The report includes a 12-page "Note of Reservations" written by Lord Henry Snell.[11] While accepting much of the report's findings, he challenges some points and makes a number of additional criticisms and recommendations. The following is a list of some of them.
Mr. Snell placed a much higher degree of responsibility on the shoulders of the Muslim spiritual and political leaders, including the Mufti and the Arab Executive. He also emphasized that the violence did not represent the will of the majority of Arabs, and that many took great risks to protect Jewish lives.[12] Furthermore, he agreed that the "animosity and hostility toward the Jews were the fundamental cause of the outbreak," but he blamed this attitude on the campaign of propaganda and incitement, and not on the economic situation.[13]
Mr. Snell also voiced additional criticisms of the British government in Palestine. First, while acknowledging that "the general question whether in a country of racial division one race should be supplied with arms by the Government for possible use against another is admittedly a difficult one," he questioned the decision to allow Arabs to gather en masse with clubs and sticks while disarming the Jewish congregants in Jerusalem, given the police’s inability to protect them.
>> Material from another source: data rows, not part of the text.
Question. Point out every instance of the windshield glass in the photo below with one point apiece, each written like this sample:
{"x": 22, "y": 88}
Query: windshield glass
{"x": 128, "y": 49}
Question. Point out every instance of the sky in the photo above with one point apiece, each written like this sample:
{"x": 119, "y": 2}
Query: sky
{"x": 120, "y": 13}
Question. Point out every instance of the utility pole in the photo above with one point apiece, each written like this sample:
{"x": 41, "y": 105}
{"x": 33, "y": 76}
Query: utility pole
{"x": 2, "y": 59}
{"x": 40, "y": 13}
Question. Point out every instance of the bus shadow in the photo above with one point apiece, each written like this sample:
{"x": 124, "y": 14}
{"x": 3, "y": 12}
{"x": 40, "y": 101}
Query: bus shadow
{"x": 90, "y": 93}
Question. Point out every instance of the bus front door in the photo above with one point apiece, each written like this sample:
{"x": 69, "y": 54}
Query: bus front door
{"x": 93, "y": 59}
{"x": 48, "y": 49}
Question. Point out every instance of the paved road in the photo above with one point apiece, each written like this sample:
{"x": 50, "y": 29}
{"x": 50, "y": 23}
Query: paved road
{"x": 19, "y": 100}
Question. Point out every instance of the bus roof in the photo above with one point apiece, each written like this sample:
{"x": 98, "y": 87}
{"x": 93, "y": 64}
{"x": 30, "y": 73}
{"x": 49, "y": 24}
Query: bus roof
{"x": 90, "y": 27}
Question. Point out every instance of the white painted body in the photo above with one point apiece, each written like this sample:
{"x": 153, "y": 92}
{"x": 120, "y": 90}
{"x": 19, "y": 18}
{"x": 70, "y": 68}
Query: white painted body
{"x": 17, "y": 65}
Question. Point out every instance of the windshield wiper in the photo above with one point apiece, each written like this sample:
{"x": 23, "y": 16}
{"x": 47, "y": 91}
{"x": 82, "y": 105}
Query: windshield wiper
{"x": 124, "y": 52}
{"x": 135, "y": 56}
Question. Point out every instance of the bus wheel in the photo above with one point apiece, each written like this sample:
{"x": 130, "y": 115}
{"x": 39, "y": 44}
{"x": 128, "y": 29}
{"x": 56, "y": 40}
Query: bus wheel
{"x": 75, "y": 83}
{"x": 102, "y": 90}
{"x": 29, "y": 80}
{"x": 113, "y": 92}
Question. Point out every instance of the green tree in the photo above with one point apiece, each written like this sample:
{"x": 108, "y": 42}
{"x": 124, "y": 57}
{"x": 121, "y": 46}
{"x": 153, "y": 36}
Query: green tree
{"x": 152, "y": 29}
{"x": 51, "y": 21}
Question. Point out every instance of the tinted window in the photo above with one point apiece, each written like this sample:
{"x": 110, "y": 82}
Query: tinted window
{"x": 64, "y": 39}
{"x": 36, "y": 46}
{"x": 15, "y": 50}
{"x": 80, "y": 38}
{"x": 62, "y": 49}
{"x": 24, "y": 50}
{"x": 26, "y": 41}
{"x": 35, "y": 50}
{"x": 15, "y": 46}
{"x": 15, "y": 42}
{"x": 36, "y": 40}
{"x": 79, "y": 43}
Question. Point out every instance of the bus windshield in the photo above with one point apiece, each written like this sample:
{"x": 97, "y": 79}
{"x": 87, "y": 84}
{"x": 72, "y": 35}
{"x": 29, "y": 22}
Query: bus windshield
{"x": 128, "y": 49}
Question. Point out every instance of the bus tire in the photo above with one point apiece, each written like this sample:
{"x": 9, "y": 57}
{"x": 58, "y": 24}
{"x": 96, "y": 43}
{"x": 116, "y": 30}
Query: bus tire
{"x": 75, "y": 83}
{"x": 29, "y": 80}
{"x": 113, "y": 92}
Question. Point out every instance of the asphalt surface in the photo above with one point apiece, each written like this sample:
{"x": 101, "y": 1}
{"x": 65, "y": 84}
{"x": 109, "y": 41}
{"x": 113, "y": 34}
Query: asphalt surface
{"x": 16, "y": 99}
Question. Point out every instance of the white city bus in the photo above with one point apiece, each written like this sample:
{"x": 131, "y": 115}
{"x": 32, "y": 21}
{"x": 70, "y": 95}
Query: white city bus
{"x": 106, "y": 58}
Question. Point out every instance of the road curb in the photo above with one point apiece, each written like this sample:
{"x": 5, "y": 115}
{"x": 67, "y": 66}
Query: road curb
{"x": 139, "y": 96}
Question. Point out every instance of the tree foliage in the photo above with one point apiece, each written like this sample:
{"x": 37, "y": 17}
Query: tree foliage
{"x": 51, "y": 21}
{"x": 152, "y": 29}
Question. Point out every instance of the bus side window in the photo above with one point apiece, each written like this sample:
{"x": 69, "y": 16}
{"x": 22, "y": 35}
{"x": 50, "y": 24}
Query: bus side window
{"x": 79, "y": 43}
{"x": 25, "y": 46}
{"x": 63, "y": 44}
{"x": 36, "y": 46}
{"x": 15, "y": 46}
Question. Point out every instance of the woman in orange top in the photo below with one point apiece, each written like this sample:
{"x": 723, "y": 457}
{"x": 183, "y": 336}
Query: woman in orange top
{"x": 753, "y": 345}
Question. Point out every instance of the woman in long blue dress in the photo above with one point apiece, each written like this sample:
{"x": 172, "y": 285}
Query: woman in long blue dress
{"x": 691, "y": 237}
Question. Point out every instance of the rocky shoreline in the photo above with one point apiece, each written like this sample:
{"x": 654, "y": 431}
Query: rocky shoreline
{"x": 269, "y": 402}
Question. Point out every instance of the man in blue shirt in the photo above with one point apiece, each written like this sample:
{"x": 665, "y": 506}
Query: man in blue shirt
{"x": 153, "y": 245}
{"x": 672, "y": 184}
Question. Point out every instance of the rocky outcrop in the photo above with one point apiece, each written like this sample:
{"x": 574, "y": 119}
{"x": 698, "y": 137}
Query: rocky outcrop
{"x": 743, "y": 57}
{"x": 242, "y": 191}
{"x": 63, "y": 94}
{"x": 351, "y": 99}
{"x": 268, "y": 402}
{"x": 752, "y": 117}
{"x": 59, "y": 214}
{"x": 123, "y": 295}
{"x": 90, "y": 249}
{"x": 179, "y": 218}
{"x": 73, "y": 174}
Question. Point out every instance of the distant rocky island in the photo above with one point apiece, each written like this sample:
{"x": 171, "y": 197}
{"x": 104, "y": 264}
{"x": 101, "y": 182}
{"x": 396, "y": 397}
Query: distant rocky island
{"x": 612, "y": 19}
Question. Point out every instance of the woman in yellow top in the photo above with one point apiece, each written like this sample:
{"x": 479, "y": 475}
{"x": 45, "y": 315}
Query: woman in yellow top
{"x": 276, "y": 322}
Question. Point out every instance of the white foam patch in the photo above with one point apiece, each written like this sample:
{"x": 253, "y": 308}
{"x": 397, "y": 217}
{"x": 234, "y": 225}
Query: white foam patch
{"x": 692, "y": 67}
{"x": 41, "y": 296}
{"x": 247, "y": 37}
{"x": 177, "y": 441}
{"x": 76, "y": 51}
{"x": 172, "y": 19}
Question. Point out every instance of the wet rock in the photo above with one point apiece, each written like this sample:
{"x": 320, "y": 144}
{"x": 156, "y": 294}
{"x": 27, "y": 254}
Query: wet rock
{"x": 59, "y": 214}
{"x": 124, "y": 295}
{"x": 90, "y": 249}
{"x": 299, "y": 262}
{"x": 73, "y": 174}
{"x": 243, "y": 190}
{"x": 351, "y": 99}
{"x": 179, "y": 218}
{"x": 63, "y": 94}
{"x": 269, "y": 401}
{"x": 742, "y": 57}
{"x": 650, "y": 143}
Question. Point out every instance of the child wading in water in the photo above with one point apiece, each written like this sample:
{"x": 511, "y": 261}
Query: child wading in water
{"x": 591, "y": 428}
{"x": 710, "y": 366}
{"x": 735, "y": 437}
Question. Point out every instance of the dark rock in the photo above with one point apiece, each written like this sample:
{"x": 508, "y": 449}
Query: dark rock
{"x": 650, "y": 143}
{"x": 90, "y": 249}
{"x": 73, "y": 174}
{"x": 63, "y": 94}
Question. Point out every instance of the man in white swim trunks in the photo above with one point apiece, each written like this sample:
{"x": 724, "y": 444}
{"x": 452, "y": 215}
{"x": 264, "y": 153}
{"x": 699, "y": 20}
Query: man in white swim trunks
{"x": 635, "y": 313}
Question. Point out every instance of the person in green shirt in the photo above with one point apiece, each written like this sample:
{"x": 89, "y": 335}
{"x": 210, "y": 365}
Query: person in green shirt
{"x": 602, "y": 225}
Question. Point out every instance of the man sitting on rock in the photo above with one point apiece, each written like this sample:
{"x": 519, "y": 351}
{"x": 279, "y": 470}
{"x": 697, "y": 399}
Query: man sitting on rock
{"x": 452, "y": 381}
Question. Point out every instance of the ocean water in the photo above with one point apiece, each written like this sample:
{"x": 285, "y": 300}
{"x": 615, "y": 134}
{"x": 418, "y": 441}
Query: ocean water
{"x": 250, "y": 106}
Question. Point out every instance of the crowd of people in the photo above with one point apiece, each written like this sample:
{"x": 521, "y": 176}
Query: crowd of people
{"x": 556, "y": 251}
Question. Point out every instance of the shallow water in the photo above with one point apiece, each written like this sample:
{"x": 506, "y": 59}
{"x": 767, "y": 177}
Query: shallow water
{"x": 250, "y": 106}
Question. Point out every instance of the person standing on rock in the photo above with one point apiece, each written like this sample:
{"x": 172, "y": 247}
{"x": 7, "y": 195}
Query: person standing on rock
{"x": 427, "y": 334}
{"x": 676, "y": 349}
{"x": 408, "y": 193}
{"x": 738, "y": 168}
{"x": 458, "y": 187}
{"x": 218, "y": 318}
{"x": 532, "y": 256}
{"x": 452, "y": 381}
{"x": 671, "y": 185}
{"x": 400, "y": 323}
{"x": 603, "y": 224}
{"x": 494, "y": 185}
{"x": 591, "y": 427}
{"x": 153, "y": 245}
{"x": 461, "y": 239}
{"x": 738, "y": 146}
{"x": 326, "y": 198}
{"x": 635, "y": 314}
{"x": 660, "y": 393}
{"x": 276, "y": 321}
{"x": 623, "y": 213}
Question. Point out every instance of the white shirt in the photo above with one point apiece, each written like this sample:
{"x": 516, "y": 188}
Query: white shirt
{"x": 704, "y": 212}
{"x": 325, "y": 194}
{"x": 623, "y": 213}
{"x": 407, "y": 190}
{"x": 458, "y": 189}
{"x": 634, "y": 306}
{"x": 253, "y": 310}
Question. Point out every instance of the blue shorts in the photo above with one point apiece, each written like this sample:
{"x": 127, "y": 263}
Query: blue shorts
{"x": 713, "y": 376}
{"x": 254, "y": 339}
Second, he criticized the Palestinian Government "for not having issued an official communiqué denying that the Jews had designs on the Moslem Holy Places.”[14]
Notably, he questioned the report's conclusions regarding Jewish land procurement and immigration. He argued,
What is required in Palestine is, I believe, less a change of policy in these matters than a change of mind on the part of the Arab population, who have been encouraged to believe that they have suffered a great wrong and that the immigrant Jew constitutes a permanent menace to their livelihood and future. I am convinced that these fears are exaggerated and that on any long view of the situation the Arab people stand to gain rather than to lose from Jewish enterprise. There is no doubt in my mind that, in spite of errors of judgment which may have resulted in hardship to individual Arabs, Jewish activities have increased the prosperity of Palestine, have raised the standard of life of the Arab worker and have laid the foundations on which may be based the future progress of the two communities and their development into one State.His commentary on the land problem led him to conclude that "progress in Palestine--by which I mean the joint progress of the two peoples--is to be looked for not along the lines of political concession but rather through social and economic reconstruction and the establishment of public security."[15] In this respect, he held that the Palestine Government should be administratively and financially responsible for ensuring that no Arabs went landless.[16]
He also spoke to the need of Jewish leaders to help alleviate the Arab's concerns and misapprehensions.[17]